1/27/2012

A Poster Girl with no Poster



Sequestered in an indie coffee house on a rainy Thursday afternoon, avoiding leaving to keep out of the drizzle, I find myself staring at a wall full of posters. From floor to twelve-foot ceiling, some forty feet from the front door to the edge of the bar, posters, two or three hundred of them, advertising concerts, awareness campaigns, poetry readings, avant-garde theatre and forthcoming 'zines. There's probably a lot going on here that I would like to see.

There's just one problem; I don't know what I'm looking at. While any individual poster is fine, taken as a group, they each lose their center and disappear in a glacier of similarity. There's next to nothing that makes any of these one-sheets stand out.

They are all one of three sizes. They utilize equivalent color schemes. Excepting the band names, all of the lettering is in the same family of fonts. A third are in black and white and all of these involve photographs and copious text, almost to the point that they might have been made with the same illustrator template. Those that are in color all invoke one of a handful or retro aesthetics, mostly from the fifties and sixties. Two are obvious homages to iconic album covers of the seventies.

Moreover, I can't tell the band posters from the film screening posters from the public awareness posters. Though, this might be the result of naming conventions. "Rabies Awareness Month" and "Campaign Against Addiction" might be bands or poetry slams and there's really no way for me to know unless I go to the event.

Only three of them stand out. One is for a film and its poster, glossy and edgeless while all the others are matte and bordered, was clearly produced by a commercial advertising agency.* One, black and white, the original clearly done by hand with pencil and ink, is a compelling piece of art, viscerally difficult to look at such is the agony that it implies.

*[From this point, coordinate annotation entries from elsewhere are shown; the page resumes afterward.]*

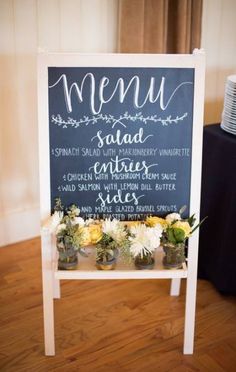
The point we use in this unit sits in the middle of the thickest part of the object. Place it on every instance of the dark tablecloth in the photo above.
(217, 245)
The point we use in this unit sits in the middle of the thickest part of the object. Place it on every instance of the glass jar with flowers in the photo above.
(69, 235)
(114, 236)
(143, 242)
(175, 235)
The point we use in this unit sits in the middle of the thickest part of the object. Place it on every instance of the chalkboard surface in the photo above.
(121, 139)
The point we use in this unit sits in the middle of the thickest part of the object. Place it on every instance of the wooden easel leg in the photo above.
(175, 286)
(56, 289)
(191, 290)
(48, 293)
(190, 309)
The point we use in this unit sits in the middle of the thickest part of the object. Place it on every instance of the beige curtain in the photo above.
(159, 26)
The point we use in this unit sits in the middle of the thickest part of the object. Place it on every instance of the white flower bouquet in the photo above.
(143, 242)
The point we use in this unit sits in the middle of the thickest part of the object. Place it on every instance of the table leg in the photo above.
(175, 286)
(190, 305)
(56, 288)
(48, 293)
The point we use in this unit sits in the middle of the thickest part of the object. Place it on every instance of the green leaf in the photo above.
(179, 234)
(182, 209)
(171, 236)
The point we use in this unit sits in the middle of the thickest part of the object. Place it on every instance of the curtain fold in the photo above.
(159, 26)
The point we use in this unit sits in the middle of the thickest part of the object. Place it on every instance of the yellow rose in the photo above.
(95, 232)
(85, 236)
(183, 225)
(152, 221)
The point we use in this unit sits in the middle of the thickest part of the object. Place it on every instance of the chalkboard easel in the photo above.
(120, 135)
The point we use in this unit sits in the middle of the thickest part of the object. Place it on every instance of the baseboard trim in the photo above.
(19, 225)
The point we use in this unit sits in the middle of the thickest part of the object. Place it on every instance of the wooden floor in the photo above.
(108, 325)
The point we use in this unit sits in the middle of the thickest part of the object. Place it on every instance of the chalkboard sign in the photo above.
(120, 135)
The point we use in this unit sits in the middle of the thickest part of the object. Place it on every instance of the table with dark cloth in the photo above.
(217, 245)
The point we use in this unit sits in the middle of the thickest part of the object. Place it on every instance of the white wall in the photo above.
(25, 25)
(219, 42)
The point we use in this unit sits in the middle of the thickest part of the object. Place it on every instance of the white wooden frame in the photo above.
(51, 277)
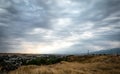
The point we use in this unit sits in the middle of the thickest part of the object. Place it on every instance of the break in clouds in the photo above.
(59, 26)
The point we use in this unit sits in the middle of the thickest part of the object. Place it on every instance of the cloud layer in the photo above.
(53, 26)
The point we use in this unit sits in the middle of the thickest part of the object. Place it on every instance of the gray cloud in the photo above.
(75, 24)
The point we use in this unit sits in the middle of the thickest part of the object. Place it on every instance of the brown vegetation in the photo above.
(91, 65)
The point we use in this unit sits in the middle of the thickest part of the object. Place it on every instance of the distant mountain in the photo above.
(108, 51)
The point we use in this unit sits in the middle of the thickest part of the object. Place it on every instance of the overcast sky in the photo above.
(59, 26)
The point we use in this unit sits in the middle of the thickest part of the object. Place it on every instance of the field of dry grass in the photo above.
(95, 65)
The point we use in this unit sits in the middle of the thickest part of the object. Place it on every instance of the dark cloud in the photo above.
(50, 22)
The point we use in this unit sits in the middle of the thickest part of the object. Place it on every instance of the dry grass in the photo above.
(96, 65)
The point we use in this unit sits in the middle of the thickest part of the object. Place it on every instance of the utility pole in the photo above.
(88, 52)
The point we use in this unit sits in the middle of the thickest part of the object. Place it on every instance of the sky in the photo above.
(59, 26)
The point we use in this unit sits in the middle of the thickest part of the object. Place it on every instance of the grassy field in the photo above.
(91, 65)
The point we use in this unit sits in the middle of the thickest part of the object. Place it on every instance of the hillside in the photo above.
(108, 51)
(91, 65)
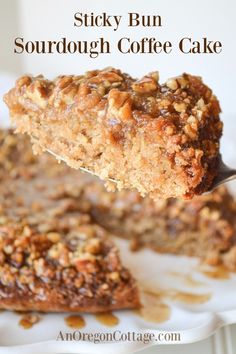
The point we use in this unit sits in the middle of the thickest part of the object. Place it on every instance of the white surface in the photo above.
(213, 18)
(194, 322)
(51, 20)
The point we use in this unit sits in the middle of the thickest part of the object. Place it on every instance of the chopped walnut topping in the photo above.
(119, 128)
(54, 258)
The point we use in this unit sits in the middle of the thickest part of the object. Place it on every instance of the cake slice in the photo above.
(53, 257)
(162, 140)
(203, 227)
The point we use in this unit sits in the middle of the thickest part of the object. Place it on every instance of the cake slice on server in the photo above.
(162, 140)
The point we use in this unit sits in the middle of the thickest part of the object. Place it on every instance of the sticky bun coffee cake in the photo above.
(53, 257)
(204, 227)
(162, 140)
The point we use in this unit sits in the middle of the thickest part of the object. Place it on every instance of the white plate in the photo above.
(193, 322)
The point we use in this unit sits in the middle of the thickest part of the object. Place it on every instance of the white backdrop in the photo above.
(51, 20)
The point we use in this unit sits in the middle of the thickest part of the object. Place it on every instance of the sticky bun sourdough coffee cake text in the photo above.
(162, 140)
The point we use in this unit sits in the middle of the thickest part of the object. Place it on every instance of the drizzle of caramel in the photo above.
(107, 319)
(75, 321)
(29, 320)
(153, 310)
(217, 273)
(193, 282)
(189, 298)
(188, 279)
(176, 295)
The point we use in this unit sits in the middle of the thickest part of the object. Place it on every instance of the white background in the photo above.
(53, 19)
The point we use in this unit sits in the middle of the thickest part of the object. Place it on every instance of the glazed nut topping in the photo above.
(118, 128)
(53, 256)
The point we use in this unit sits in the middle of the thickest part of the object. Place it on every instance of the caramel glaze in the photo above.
(75, 321)
(107, 319)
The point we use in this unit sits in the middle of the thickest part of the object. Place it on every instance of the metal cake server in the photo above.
(225, 173)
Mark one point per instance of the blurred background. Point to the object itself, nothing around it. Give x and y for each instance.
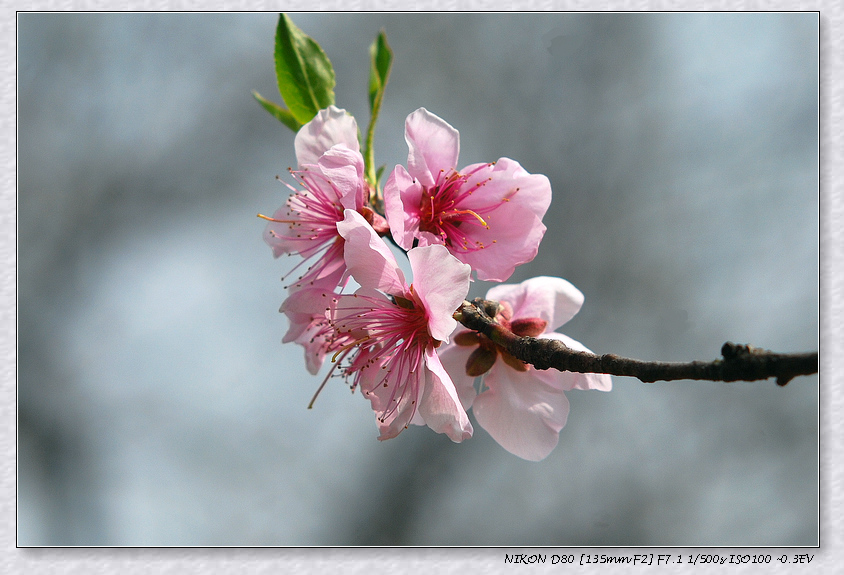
(157, 406)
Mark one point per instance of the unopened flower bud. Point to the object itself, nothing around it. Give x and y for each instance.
(528, 326)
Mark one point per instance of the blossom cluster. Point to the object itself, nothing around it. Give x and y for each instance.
(395, 338)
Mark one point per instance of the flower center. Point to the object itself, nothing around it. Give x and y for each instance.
(441, 213)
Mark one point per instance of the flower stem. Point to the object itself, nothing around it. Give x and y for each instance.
(738, 363)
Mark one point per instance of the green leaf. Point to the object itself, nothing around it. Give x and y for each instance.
(381, 60)
(281, 114)
(305, 75)
(379, 71)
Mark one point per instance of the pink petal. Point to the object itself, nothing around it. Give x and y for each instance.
(521, 413)
(507, 178)
(440, 407)
(453, 358)
(433, 146)
(401, 203)
(329, 127)
(512, 240)
(379, 397)
(553, 299)
(368, 259)
(441, 282)
(566, 380)
(344, 168)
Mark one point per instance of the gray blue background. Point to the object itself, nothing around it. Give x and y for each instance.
(156, 405)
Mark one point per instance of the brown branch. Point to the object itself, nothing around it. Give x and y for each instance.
(739, 363)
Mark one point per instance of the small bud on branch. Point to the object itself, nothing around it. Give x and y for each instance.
(739, 363)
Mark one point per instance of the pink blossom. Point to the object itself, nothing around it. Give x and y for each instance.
(330, 173)
(311, 327)
(395, 329)
(488, 215)
(522, 408)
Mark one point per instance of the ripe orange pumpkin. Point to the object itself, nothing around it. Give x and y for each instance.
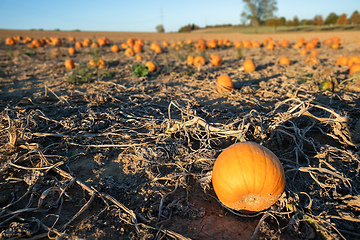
(353, 59)
(151, 66)
(343, 60)
(129, 52)
(137, 48)
(199, 61)
(78, 44)
(115, 48)
(224, 83)
(92, 63)
(138, 57)
(354, 68)
(247, 176)
(190, 60)
(215, 60)
(314, 52)
(69, 64)
(312, 60)
(284, 60)
(303, 51)
(101, 63)
(249, 65)
(10, 41)
(71, 50)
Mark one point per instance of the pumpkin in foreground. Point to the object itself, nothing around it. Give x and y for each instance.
(247, 176)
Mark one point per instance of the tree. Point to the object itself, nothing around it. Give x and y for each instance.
(331, 19)
(355, 18)
(342, 19)
(160, 28)
(257, 11)
(318, 20)
(273, 22)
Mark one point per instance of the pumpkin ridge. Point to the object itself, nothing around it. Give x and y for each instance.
(243, 172)
(265, 175)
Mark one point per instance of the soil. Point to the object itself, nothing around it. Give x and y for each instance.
(91, 153)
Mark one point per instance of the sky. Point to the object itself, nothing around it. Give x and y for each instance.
(145, 15)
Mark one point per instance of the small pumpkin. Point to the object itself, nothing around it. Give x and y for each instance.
(10, 41)
(312, 60)
(115, 48)
(353, 59)
(303, 51)
(343, 60)
(138, 57)
(137, 48)
(284, 60)
(101, 63)
(249, 65)
(314, 52)
(199, 61)
(78, 44)
(224, 83)
(69, 64)
(151, 66)
(326, 85)
(71, 50)
(190, 60)
(247, 176)
(129, 52)
(354, 68)
(92, 63)
(215, 60)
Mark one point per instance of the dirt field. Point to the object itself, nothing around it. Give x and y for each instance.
(126, 157)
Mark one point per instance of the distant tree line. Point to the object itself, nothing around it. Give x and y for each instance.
(331, 19)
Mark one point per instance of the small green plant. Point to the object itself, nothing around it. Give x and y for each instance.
(81, 75)
(140, 70)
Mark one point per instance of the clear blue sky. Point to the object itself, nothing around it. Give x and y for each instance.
(144, 16)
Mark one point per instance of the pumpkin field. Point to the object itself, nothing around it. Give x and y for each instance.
(109, 135)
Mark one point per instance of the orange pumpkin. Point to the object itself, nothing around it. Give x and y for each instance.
(71, 50)
(137, 48)
(354, 68)
(312, 60)
(199, 61)
(92, 63)
(69, 64)
(247, 176)
(138, 57)
(115, 48)
(87, 42)
(353, 59)
(224, 83)
(10, 41)
(249, 65)
(129, 52)
(314, 52)
(101, 63)
(215, 60)
(190, 60)
(343, 60)
(151, 66)
(78, 44)
(303, 51)
(284, 60)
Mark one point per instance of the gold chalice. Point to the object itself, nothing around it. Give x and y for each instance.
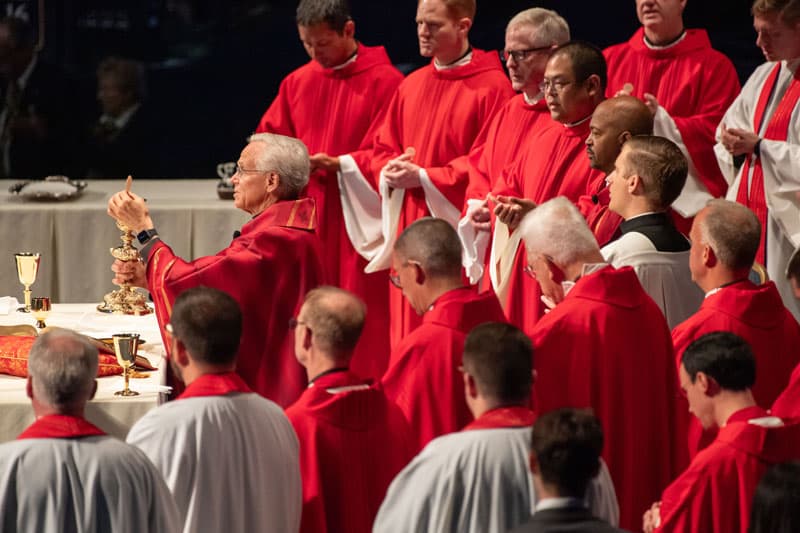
(27, 268)
(125, 347)
(40, 307)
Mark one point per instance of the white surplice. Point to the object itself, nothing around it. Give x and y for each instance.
(475, 481)
(780, 161)
(230, 461)
(665, 276)
(94, 484)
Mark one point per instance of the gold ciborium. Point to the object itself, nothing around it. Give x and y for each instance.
(126, 300)
(27, 269)
(125, 347)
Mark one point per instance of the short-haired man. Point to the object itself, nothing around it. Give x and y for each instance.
(63, 473)
(714, 494)
(477, 480)
(573, 85)
(590, 360)
(565, 455)
(421, 154)
(762, 127)
(649, 174)
(423, 376)
(229, 456)
(267, 268)
(531, 35)
(686, 84)
(335, 104)
(353, 441)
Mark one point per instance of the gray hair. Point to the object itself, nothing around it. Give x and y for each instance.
(63, 368)
(558, 230)
(548, 27)
(732, 231)
(286, 156)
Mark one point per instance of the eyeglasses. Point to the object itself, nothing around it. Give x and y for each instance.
(520, 55)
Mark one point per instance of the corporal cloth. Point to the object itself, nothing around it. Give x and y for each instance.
(769, 104)
(423, 376)
(268, 269)
(552, 163)
(714, 495)
(64, 474)
(353, 441)
(477, 480)
(694, 85)
(626, 375)
(229, 456)
(337, 111)
(442, 114)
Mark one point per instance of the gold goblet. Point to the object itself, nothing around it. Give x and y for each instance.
(125, 347)
(27, 268)
(40, 307)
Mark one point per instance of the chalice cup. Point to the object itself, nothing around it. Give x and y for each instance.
(40, 308)
(125, 347)
(27, 269)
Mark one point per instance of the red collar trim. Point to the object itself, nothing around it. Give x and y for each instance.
(60, 427)
(215, 385)
(503, 417)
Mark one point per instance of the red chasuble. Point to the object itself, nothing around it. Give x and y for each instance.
(714, 495)
(353, 442)
(606, 346)
(423, 376)
(443, 114)
(268, 269)
(338, 112)
(551, 163)
(694, 83)
(60, 427)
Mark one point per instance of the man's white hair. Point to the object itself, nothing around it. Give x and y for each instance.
(547, 26)
(558, 230)
(286, 156)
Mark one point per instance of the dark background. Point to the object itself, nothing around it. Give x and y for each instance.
(214, 66)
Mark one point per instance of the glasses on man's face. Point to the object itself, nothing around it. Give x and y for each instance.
(520, 55)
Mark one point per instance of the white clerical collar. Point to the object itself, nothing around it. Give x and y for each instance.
(652, 46)
(558, 503)
(460, 63)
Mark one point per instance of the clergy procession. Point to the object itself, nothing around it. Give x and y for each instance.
(561, 295)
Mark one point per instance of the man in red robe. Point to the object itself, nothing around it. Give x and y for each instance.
(551, 163)
(423, 377)
(725, 237)
(714, 494)
(353, 441)
(686, 84)
(421, 153)
(334, 104)
(531, 36)
(604, 346)
(267, 268)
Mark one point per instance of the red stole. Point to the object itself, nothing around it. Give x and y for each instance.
(60, 427)
(215, 385)
(777, 130)
(503, 417)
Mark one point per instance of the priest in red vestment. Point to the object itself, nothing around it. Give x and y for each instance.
(604, 346)
(552, 163)
(715, 493)
(531, 36)
(421, 153)
(725, 237)
(267, 268)
(686, 84)
(423, 377)
(334, 104)
(353, 440)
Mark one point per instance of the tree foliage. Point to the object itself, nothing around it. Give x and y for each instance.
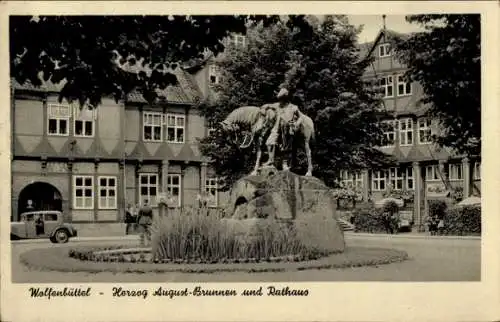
(446, 60)
(319, 63)
(88, 52)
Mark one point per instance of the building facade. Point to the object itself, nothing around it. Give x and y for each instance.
(92, 163)
(423, 169)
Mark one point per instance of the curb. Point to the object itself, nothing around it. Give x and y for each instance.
(410, 236)
(80, 239)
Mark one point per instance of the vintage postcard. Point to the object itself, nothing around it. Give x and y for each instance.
(323, 161)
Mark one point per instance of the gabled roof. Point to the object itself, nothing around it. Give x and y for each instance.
(384, 35)
(186, 91)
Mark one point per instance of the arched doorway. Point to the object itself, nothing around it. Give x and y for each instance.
(39, 196)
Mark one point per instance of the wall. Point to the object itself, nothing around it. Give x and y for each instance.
(25, 112)
(25, 173)
(197, 128)
(133, 128)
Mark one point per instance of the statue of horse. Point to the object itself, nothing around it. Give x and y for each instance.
(260, 121)
(255, 119)
(288, 136)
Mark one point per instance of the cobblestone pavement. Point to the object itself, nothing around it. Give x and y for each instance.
(431, 259)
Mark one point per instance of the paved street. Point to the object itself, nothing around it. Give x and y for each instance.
(431, 259)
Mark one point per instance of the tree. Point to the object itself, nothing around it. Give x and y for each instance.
(88, 53)
(319, 63)
(446, 60)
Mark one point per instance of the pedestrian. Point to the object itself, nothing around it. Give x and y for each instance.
(39, 225)
(129, 219)
(433, 225)
(145, 220)
(440, 226)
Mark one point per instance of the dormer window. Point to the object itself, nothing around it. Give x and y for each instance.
(384, 50)
(214, 74)
(238, 41)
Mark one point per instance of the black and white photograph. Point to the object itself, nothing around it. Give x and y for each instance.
(243, 148)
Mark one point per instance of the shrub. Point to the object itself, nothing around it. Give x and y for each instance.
(391, 207)
(369, 219)
(463, 221)
(192, 234)
(437, 208)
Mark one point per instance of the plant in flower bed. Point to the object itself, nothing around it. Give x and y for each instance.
(190, 236)
(464, 220)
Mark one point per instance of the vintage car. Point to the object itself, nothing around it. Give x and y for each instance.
(42, 224)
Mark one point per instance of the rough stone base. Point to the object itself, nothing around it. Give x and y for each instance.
(305, 202)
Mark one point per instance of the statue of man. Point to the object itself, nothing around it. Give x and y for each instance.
(286, 114)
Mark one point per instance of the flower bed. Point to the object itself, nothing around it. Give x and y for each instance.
(57, 259)
(192, 236)
(142, 255)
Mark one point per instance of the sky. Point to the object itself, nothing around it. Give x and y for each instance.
(373, 24)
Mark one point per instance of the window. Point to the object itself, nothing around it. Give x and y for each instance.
(432, 173)
(351, 179)
(152, 129)
(477, 171)
(83, 195)
(107, 193)
(378, 181)
(211, 191)
(410, 181)
(84, 128)
(148, 187)
(238, 41)
(384, 50)
(455, 171)
(424, 131)
(404, 88)
(58, 115)
(175, 128)
(214, 74)
(396, 178)
(50, 217)
(83, 124)
(405, 132)
(389, 132)
(174, 187)
(387, 86)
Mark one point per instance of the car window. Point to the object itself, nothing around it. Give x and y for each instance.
(51, 217)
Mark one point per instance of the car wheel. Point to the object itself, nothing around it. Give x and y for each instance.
(61, 236)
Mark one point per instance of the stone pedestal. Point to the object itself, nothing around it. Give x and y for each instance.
(285, 197)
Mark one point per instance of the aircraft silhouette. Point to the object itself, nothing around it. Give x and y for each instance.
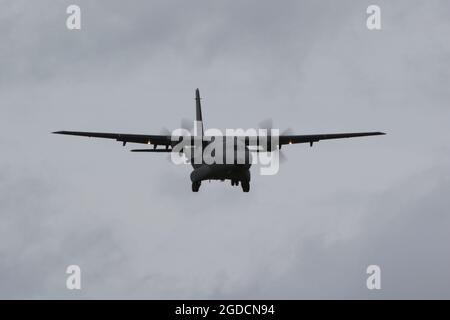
(238, 170)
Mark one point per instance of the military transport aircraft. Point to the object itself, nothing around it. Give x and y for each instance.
(238, 171)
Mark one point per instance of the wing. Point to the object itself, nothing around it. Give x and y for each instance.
(291, 139)
(124, 138)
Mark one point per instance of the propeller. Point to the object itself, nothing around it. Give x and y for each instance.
(267, 124)
(187, 124)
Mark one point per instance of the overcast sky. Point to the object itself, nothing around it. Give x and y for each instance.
(131, 222)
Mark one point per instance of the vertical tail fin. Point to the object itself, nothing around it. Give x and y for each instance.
(198, 115)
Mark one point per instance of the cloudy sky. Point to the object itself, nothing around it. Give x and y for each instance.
(131, 222)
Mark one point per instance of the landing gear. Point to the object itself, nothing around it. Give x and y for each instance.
(245, 186)
(196, 186)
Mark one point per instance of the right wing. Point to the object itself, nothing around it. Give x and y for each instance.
(164, 140)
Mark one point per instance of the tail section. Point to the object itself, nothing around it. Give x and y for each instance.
(198, 115)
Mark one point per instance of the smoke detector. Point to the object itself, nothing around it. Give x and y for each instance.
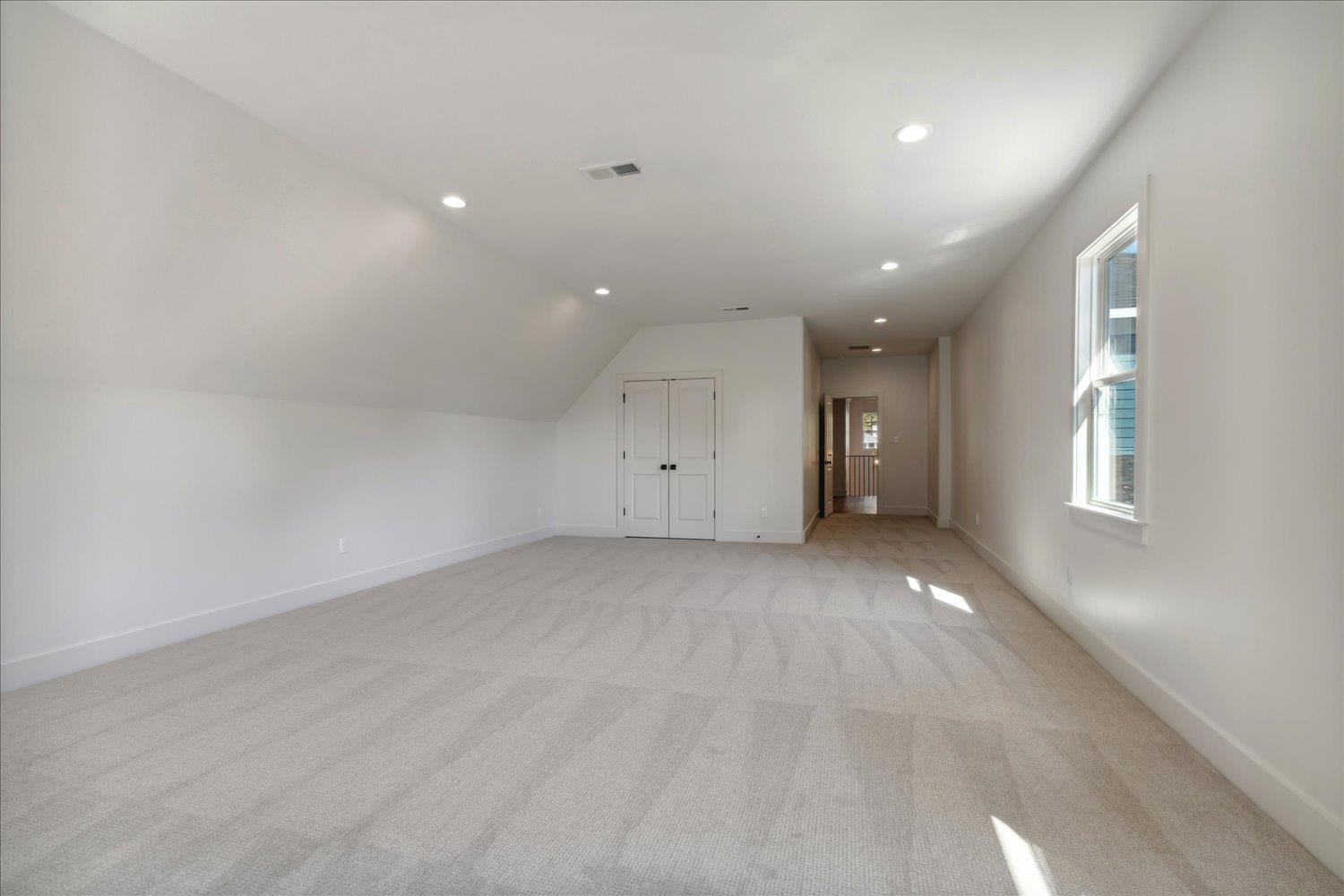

But, the font is too small and I can't tell what it's advertising without walking over and looming over the old guy with the iPad. Finally, the one that is original, legible and independently produced, the drummer for that band lives across the hall from me. I was going to that show anyway.

This is not a complaint, not expressly. A lot of this work, viewed on it's own, is probably pretty good. The composition is solid, the images balanced, the focal points deliberate. Someone with real training in graphic design could parse this more completely than I, but the point is that these posters were clearly not thrown together by an amateur. They just blur to indifferentiation when I look at them at once. They line up, edge to edge and seam to seam like some giant Rorschach test photo mosaic from which I cannot extrapolate an image.

Is there some sort of aesthetic, some agreed-upon set of conventions that governs these texts? Is there a right and a wrong way to synthesize these banners of which I am ignorant? Are they all so similar because, as students who work in the same discipline are apt to do, the illustrators and designers all approach this work from the same angle? Or, are the artists who produce these placards all caught in the doldrums of inspiration. Are there really no new ideas left?

Like my old boss would say, "Who knows? Who cares? Just show me something good."


*As I have been writing this, that film poster has been replaced by someone advertising a poetry reading and this new poster might be the worst one up there.